SGI aims to fully decarbonise gas network in Italy. (Credit: DNV GL)

DNV GL has been commissioned by gas network operator Società Gasdotti Italia (SGI) to undertake a feasibility study on switching Italy’s gas network from natural gas to renewable gases including hydrogen.

The study will focus on assessing the potential of hydrogen transportation options across the SGI-operated 1,800km of high pressure regional and national network.

Based on the study, SGI plans to identify suitable sections of its gas network to transfer blended mixtures of natural gas and hydrogen.

SGI aims to fully decarbonise Italian gas network

The SGI’s study aims to assess the if and how 100% hydrogen can be safely carried across the network and forms a part of its wider ambition to fully decarbonise the Italian gas network.

DNV GL said that the SGI study is associated with the Italian Integrated National Energy and Climate Plan, which intends to increase the sustainability of the existing networks using hydrogen while exploiting the natural gas infrastructure.
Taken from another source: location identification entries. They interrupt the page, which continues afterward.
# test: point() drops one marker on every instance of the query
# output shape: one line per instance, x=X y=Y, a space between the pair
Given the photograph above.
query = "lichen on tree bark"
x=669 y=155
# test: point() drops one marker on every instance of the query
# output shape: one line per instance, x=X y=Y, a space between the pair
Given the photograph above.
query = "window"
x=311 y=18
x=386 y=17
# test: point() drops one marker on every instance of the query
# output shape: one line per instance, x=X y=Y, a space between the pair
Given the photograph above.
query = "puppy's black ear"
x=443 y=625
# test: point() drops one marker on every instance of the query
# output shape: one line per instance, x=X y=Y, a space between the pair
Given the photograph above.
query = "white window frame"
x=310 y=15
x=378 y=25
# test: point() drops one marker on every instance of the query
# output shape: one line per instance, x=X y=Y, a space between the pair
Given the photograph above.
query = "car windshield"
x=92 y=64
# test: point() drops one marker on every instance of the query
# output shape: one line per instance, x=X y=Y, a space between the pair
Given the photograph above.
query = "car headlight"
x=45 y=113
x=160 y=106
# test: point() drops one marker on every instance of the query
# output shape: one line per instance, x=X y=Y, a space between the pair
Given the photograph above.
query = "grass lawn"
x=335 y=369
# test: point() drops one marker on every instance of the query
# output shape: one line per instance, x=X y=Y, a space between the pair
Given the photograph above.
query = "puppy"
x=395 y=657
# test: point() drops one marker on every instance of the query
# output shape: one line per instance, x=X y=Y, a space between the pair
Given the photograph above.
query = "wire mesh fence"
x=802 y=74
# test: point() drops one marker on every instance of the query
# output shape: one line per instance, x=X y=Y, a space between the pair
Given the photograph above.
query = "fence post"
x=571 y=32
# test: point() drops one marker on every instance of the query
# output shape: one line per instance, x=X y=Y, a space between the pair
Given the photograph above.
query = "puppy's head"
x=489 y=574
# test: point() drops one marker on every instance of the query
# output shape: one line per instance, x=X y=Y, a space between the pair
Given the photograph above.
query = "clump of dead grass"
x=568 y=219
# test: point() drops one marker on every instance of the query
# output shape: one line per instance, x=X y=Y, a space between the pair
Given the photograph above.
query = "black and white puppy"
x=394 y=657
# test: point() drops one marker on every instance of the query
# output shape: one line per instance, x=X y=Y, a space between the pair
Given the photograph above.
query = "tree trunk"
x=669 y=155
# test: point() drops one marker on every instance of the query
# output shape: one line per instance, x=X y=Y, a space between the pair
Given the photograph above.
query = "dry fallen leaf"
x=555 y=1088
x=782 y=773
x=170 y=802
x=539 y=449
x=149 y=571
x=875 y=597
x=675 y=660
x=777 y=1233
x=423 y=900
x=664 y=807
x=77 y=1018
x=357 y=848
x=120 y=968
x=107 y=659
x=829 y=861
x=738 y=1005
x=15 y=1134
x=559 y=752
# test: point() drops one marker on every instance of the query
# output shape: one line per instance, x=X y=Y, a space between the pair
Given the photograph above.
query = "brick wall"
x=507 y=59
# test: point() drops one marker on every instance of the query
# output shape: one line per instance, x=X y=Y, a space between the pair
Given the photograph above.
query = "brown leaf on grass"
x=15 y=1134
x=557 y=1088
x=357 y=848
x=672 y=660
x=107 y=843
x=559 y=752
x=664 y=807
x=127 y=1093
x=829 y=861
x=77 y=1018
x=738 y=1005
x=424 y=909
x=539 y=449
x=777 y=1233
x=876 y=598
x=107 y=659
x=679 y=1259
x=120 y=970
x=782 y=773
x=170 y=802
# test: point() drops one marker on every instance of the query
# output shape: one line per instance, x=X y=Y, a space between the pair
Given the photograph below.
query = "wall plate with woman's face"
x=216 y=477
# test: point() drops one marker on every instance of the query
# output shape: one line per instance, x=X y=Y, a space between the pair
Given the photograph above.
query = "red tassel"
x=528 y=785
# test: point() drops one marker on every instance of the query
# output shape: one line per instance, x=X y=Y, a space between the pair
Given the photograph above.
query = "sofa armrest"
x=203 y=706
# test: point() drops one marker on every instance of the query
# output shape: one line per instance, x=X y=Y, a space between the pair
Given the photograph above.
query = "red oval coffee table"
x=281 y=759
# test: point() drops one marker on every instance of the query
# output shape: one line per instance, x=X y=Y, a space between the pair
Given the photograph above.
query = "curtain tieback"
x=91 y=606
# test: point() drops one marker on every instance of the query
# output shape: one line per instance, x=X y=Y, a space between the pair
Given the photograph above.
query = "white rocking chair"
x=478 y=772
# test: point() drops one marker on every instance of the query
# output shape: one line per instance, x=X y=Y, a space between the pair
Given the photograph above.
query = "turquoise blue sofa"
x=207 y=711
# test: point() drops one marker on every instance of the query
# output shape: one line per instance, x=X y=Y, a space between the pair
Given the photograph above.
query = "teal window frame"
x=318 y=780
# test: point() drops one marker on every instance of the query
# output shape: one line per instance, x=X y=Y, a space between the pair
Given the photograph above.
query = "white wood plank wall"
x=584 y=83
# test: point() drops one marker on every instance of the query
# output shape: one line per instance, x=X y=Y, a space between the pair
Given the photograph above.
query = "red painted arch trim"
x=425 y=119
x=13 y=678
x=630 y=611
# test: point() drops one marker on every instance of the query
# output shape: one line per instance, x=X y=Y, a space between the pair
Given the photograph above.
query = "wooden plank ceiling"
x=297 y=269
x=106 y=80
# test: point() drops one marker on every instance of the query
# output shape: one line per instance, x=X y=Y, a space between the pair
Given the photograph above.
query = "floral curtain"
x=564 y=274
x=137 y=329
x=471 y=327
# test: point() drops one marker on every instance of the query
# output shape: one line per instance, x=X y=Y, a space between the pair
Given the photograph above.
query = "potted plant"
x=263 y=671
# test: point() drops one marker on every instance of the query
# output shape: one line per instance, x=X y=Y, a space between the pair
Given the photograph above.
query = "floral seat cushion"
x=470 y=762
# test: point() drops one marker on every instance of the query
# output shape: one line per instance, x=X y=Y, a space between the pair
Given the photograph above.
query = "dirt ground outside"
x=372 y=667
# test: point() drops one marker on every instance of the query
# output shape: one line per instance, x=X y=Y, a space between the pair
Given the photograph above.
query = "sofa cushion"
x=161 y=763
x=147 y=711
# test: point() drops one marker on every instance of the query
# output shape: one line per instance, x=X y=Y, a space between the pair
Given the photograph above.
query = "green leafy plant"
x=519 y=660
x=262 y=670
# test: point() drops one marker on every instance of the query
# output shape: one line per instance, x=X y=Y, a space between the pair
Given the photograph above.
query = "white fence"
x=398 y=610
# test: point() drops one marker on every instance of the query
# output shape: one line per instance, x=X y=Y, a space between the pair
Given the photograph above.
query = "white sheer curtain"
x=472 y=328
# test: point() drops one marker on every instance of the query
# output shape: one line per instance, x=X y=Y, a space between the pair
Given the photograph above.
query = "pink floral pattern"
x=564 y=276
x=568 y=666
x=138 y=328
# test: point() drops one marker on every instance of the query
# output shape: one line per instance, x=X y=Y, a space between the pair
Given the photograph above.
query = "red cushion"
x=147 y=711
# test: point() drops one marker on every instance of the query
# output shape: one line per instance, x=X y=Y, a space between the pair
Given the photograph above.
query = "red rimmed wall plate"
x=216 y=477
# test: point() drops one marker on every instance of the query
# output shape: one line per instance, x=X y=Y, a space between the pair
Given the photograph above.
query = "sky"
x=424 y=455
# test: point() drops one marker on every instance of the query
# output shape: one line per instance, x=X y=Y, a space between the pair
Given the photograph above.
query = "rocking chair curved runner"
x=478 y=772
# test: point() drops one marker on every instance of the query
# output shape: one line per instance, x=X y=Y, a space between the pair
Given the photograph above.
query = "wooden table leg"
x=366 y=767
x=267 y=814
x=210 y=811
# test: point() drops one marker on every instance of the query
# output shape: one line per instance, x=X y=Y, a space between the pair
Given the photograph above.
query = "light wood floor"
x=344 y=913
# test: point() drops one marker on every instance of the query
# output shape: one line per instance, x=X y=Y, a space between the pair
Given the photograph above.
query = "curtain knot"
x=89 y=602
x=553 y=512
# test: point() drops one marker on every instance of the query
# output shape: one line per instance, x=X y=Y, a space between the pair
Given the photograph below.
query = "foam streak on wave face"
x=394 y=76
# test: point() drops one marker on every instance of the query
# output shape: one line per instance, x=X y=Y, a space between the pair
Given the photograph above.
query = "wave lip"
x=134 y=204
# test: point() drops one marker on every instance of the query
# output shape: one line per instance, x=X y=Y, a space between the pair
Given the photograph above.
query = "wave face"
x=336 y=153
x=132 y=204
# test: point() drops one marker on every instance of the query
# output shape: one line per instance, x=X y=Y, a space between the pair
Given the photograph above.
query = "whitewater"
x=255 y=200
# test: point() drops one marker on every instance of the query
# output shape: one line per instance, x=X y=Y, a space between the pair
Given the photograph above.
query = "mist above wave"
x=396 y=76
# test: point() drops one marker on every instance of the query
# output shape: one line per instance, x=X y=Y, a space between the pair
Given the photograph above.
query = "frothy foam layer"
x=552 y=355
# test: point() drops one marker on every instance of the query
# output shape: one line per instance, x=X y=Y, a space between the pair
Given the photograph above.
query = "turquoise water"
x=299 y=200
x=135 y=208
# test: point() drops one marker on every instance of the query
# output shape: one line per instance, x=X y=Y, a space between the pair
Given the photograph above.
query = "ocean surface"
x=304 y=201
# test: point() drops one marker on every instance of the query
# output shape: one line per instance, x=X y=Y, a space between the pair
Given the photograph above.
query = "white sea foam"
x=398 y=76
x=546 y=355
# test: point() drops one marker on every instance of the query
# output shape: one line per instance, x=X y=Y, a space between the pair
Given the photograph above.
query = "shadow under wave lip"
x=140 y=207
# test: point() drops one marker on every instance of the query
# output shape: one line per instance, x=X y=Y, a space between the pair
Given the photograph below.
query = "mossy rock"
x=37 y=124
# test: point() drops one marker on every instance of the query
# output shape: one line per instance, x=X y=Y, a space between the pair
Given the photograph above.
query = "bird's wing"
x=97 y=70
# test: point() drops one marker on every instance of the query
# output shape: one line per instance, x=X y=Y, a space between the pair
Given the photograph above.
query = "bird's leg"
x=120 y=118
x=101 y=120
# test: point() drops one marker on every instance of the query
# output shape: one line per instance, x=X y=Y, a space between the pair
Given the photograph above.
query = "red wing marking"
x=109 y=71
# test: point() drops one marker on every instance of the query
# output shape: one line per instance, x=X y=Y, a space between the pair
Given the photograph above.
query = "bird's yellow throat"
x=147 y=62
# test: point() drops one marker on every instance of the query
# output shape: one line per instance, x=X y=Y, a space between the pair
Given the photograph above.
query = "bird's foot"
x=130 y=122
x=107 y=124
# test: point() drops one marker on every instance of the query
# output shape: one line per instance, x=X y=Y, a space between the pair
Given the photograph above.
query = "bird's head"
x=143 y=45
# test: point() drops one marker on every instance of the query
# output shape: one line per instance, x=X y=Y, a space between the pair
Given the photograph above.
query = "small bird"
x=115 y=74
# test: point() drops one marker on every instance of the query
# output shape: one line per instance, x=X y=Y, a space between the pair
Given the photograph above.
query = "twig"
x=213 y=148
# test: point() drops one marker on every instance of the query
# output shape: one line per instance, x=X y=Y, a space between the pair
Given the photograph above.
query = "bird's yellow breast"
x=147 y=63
According to the company, switching gas networks to hydrogen from natural gas would reduce the cost for energy providers as it allows them to continue using the infrastructure.

SGI CEO Federico Frassi said: “SGI is convinced that hydrogen will play a key role in delivering the European decarbonization goals. However, the opportunity offered by a well-established gas transmission system to decarbonize hard to abate sectors, must be demonstrated.

“We see growing biomethane volumes in our network and will soon start injecting synthetic renewable gas.

“These initiatives will prove the role that renewable gases and the whole gas system can play in a new, sustainable energy value chain.”

In July this year, DNV GL has launched a consortium to develop the technology required for a gradual transition from natural gas to hydrogen as a fuel in industrial production processes.